Line maintenance is carried out on aircraft daily, usually in between flights or overnight, and includes minor repairs or modifications and visual inspections.

Mr Strambi said the restructure would assist in making Qantas maintenance facilities in Australia more competitive.

"Qantas has an outstanding track record in aircraft maintenance, and our commitment to setting a global standard for safety and quality in airline maintenance will never change," Mr Strambi said.

Affected staff would be offered assistance to relocate to Brisbane, or redeployment to other roles at the company, he said.

Australian Workers' Union Victorian secretary Cesar Melhem urged Qantas to make every effort to redeploy those losing their jobs at Avalon.

"These are highly-skilled aviation mechanical engineers who have worked to help build the Qantas reputation for safety," Mr Melhem said in a statement.

"It is unthinkable that they are cast aside in this way."

At the same time as the 400 jobs were being cut, Qantas said it was adding up to 120 positions at its Brisbane maintenance facility as work was transferred from the airline's Tullamarine site in Melbourne, which closed in August.

The airline said it had already added 100 positions in Brisbane since May.

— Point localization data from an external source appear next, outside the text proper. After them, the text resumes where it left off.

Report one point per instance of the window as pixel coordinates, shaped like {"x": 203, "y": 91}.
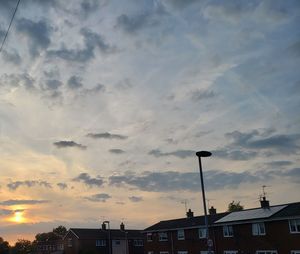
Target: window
{"x": 202, "y": 233}
{"x": 70, "y": 243}
{"x": 117, "y": 242}
{"x": 228, "y": 231}
{"x": 100, "y": 242}
{"x": 149, "y": 237}
{"x": 258, "y": 228}
{"x": 138, "y": 242}
{"x": 294, "y": 226}
{"x": 266, "y": 252}
{"x": 163, "y": 237}
{"x": 180, "y": 234}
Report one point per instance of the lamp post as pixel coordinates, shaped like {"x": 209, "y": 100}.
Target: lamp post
{"x": 109, "y": 240}
{"x": 199, "y": 155}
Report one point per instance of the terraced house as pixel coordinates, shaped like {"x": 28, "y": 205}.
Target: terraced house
{"x": 264, "y": 230}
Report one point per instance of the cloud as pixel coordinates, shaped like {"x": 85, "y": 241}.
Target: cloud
{"x": 88, "y": 180}
{"x": 62, "y": 186}
{"x": 178, "y": 153}
{"x": 116, "y": 151}
{"x": 189, "y": 181}
{"x": 11, "y": 56}
{"x": 91, "y": 42}
{"x": 28, "y": 183}
{"x": 65, "y": 144}
{"x": 18, "y": 80}
{"x": 284, "y": 143}
{"x": 198, "y": 95}
{"x": 101, "y": 197}
{"x": 135, "y": 199}
{"x": 106, "y": 135}
{"x": 75, "y": 82}
{"x": 12, "y": 202}
{"x": 37, "y": 34}
{"x": 234, "y": 154}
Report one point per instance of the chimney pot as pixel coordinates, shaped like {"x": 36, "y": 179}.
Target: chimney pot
{"x": 122, "y": 226}
{"x": 189, "y": 214}
{"x": 212, "y": 211}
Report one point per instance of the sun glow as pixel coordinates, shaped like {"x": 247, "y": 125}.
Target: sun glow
{"x": 18, "y": 217}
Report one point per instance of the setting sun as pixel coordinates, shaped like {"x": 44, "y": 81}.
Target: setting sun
{"x": 18, "y": 217}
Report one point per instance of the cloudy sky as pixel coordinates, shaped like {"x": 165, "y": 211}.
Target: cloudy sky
{"x": 103, "y": 105}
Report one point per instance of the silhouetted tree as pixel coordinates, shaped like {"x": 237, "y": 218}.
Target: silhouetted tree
{"x": 235, "y": 206}
{"x": 4, "y": 246}
{"x": 22, "y": 246}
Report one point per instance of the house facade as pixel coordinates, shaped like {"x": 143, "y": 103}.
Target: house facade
{"x": 104, "y": 241}
{"x": 263, "y": 230}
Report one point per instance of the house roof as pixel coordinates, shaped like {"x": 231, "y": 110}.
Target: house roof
{"x": 96, "y": 233}
{"x": 192, "y": 222}
{"x": 251, "y": 214}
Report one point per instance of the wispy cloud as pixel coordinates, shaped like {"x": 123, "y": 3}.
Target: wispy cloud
{"x": 28, "y": 183}
{"x": 65, "y": 144}
{"x": 106, "y": 135}
{"x": 88, "y": 180}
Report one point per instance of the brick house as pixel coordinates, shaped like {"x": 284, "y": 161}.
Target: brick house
{"x": 104, "y": 241}
{"x": 264, "y": 230}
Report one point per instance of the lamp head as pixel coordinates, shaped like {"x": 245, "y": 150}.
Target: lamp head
{"x": 203, "y": 154}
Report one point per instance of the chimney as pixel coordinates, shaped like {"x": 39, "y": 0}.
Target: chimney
{"x": 212, "y": 210}
{"x": 189, "y": 214}
{"x": 264, "y": 203}
{"x": 122, "y": 227}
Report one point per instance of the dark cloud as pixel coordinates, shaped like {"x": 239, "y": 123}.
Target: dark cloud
{"x": 88, "y": 180}
{"x": 101, "y": 197}
{"x": 189, "y": 181}
{"x": 65, "y": 144}
{"x": 91, "y": 42}
{"x": 18, "y": 80}
{"x": 134, "y": 23}
{"x": 12, "y": 202}
{"x": 28, "y": 183}
{"x": 11, "y": 56}
{"x": 198, "y": 95}
{"x": 284, "y": 143}
{"x": 52, "y": 84}
{"x": 75, "y": 82}
{"x": 62, "y": 186}
{"x": 135, "y": 199}
{"x": 116, "y": 151}
{"x": 178, "y": 153}
{"x": 37, "y": 33}
{"x": 106, "y": 135}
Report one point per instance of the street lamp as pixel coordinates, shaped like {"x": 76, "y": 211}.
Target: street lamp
{"x": 109, "y": 241}
{"x": 204, "y": 154}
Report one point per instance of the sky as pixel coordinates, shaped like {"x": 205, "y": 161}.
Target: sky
{"x": 103, "y": 104}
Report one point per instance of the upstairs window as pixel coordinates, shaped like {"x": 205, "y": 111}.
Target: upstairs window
{"x": 294, "y": 226}
{"x": 228, "y": 231}
{"x": 100, "y": 243}
{"x": 138, "y": 242}
{"x": 70, "y": 242}
{"x": 149, "y": 237}
{"x": 163, "y": 237}
{"x": 202, "y": 233}
{"x": 180, "y": 234}
{"x": 258, "y": 228}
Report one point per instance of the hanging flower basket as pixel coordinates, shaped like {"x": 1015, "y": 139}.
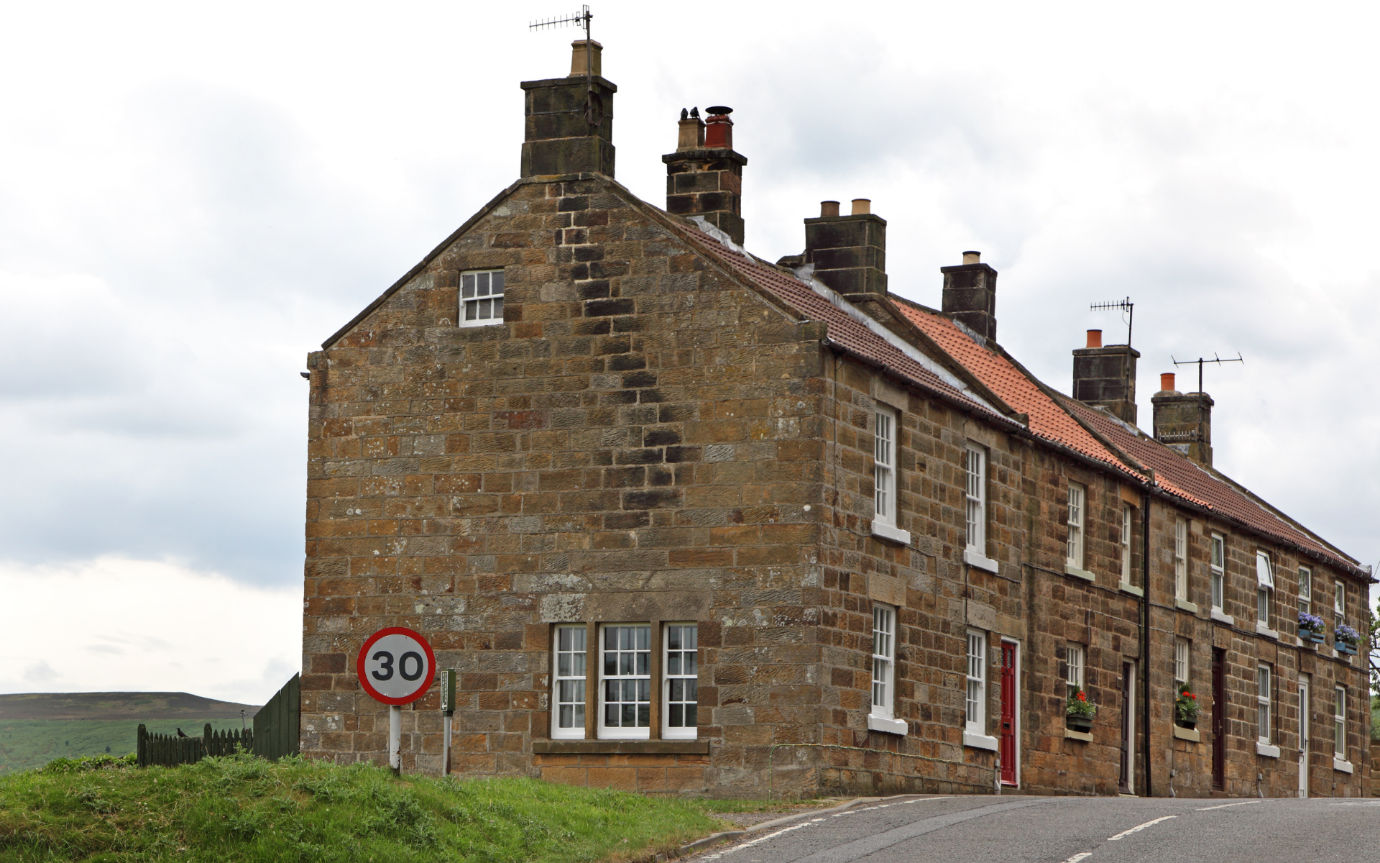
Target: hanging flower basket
{"x": 1186, "y": 707}
{"x": 1311, "y": 628}
{"x": 1079, "y": 711}
{"x": 1346, "y": 640}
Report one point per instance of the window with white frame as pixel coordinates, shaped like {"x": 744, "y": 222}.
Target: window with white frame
{"x": 1077, "y": 506}
{"x": 883, "y": 454}
{"x": 681, "y": 685}
{"x": 1339, "y": 725}
{"x": 1181, "y": 651}
{"x": 883, "y": 660}
{"x": 1126, "y": 569}
{"x": 1180, "y": 559}
{"x": 976, "y": 702}
{"x": 1264, "y": 587}
{"x": 1074, "y": 668}
{"x": 1219, "y": 570}
{"x": 480, "y": 297}
{"x": 1263, "y": 703}
{"x": 569, "y": 684}
{"x": 974, "y": 464}
{"x": 625, "y": 681}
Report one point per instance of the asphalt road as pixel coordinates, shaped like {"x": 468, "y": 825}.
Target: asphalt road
{"x": 1072, "y": 830}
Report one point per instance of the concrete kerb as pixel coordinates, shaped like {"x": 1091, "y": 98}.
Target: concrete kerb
{"x": 727, "y": 836}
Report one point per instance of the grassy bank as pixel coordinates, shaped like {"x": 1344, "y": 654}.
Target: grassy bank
{"x": 32, "y": 743}
{"x": 244, "y": 808}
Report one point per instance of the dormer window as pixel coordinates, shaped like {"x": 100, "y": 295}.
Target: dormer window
{"x": 480, "y": 297}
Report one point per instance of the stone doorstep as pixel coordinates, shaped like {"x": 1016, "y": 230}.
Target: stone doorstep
{"x": 620, "y": 747}
{"x": 736, "y": 834}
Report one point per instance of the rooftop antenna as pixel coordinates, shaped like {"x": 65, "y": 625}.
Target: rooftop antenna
{"x": 1125, "y": 305}
{"x": 1201, "y": 361}
{"x": 594, "y": 105}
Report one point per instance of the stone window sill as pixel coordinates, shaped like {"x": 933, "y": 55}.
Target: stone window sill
{"x": 889, "y": 533}
{"x": 620, "y": 747}
{"x": 1078, "y": 573}
{"x": 980, "y": 561}
{"x": 980, "y": 742}
{"x": 888, "y": 725}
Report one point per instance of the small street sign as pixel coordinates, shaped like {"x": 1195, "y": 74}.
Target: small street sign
{"x": 396, "y": 666}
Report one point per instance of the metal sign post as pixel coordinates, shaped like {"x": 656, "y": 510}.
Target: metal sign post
{"x": 396, "y": 667}
{"x": 447, "y": 707}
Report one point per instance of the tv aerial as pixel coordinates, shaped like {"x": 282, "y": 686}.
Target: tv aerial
{"x": 1126, "y": 307}
{"x": 594, "y": 104}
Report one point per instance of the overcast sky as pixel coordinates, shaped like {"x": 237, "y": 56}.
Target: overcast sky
{"x": 192, "y": 198}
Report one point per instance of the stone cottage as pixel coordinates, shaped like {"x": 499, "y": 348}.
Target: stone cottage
{"x": 687, "y": 521}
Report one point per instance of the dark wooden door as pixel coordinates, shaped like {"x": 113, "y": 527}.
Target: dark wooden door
{"x": 1008, "y": 751}
{"x": 1128, "y": 724}
{"x": 1219, "y": 718}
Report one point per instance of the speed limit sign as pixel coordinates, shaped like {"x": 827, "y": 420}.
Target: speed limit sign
{"x": 396, "y": 666}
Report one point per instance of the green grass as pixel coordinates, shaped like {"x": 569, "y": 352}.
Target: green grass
{"x": 32, "y": 743}
{"x": 244, "y": 808}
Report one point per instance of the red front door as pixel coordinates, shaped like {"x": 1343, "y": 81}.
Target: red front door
{"x": 1008, "y": 714}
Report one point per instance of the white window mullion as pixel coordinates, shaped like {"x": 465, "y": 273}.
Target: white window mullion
{"x": 883, "y": 662}
{"x": 976, "y": 493}
{"x": 625, "y": 682}
{"x": 681, "y": 686}
{"x": 567, "y": 714}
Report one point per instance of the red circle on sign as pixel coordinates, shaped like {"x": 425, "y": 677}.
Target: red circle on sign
{"x": 424, "y": 680}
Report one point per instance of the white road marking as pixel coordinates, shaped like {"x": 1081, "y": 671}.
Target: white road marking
{"x": 888, "y": 805}
{"x": 762, "y": 838}
{"x": 1139, "y": 827}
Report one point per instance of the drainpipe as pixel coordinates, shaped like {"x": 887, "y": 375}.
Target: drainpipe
{"x": 1144, "y": 631}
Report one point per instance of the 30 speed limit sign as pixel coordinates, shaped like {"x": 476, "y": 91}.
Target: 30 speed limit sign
{"x": 396, "y": 666}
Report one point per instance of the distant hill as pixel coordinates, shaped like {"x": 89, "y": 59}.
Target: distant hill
{"x": 40, "y": 726}
{"x": 135, "y": 706}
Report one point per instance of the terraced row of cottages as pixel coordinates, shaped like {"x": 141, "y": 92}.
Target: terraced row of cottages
{"x": 689, "y": 521}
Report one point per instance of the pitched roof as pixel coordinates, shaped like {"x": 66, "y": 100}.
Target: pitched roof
{"x": 1210, "y": 489}
{"x": 1063, "y": 420}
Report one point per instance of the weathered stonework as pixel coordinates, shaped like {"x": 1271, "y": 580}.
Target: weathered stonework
{"x": 650, "y": 437}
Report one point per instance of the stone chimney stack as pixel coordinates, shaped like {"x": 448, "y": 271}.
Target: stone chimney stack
{"x": 848, "y": 251}
{"x": 1106, "y": 376}
{"x": 704, "y": 176}
{"x": 569, "y": 127}
{"x": 1183, "y": 420}
{"x": 970, "y": 294}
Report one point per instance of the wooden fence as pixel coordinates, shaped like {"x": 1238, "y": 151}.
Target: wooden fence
{"x": 170, "y": 750}
{"x": 278, "y": 724}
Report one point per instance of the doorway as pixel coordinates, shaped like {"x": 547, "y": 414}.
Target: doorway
{"x": 1010, "y": 710}
{"x": 1128, "y": 772}
{"x": 1304, "y": 728}
{"x": 1219, "y": 718}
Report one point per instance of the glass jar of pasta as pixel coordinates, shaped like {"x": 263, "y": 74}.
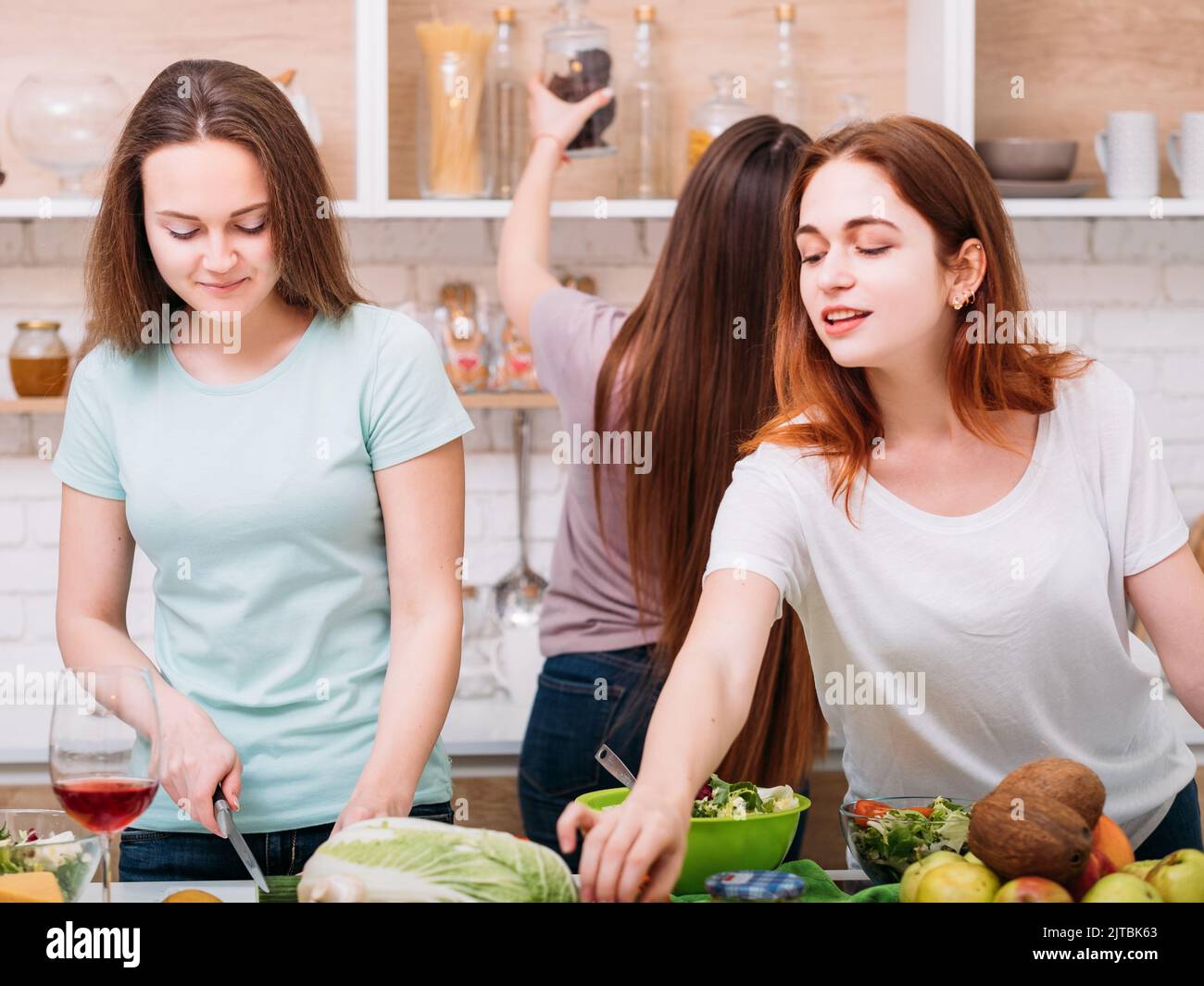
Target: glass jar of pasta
{"x": 711, "y": 117}
{"x": 454, "y": 137}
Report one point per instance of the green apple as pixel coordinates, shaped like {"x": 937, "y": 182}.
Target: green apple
{"x": 1121, "y": 889}
{"x": 1179, "y": 877}
{"x": 958, "y": 882}
{"x": 914, "y": 873}
{"x": 1140, "y": 868}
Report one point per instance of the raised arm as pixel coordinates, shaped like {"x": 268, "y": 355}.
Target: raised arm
{"x": 701, "y": 709}
{"x": 522, "y": 271}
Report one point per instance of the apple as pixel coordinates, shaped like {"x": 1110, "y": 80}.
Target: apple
{"x": 1179, "y": 878}
{"x": 958, "y": 882}
{"x": 1034, "y": 890}
{"x": 1098, "y": 866}
{"x": 1140, "y": 868}
{"x": 1122, "y": 889}
{"x": 915, "y": 872}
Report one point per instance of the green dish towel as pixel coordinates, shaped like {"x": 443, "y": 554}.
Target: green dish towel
{"x": 820, "y": 889}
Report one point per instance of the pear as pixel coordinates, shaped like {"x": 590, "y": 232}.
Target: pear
{"x": 1121, "y": 889}
{"x": 959, "y": 882}
{"x": 914, "y": 873}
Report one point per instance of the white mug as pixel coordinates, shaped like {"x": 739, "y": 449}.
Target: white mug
{"x": 1185, "y": 149}
{"x": 1128, "y": 155}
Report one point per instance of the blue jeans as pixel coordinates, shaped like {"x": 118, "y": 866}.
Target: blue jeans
{"x": 570, "y": 721}
{"x": 149, "y": 855}
{"x": 1179, "y": 830}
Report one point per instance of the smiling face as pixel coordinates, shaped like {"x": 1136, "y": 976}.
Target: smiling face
{"x": 205, "y": 207}
{"x": 871, "y": 280}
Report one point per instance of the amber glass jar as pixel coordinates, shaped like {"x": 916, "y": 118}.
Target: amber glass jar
{"x": 39, "y": 360}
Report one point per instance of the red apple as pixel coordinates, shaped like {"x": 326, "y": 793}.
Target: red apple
{"x": 1098, "y": 866}
{"x": 1032, "y": 890}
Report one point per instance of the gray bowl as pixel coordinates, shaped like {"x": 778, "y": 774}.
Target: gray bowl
{"x": 1028, "y": 159}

Qantas has said previously it planned to eventually consolidate all its heavy maintenance work for Boeing 737, 767 and Airbus A330 aircraft on one site.

Brisbane was regarded the most likely option given recently announced plans to spend $30 million on upgrading the heavy maintenance facility, leaving Avalon to be eventually shut down.

Thursday's announcement was the latest round in a series of job cuts at Qantas.

In May, Qantas said it was closing its heavy maintenance facility at Tullamarine in Victoria, with the loss of 422 jobs.

Qantas and its partner Lufthansa also confirmed in July its joint-venture engine workshop at Tullamarine would close, impacting 164 jobs.

Qantas closed down two cents at $1.28.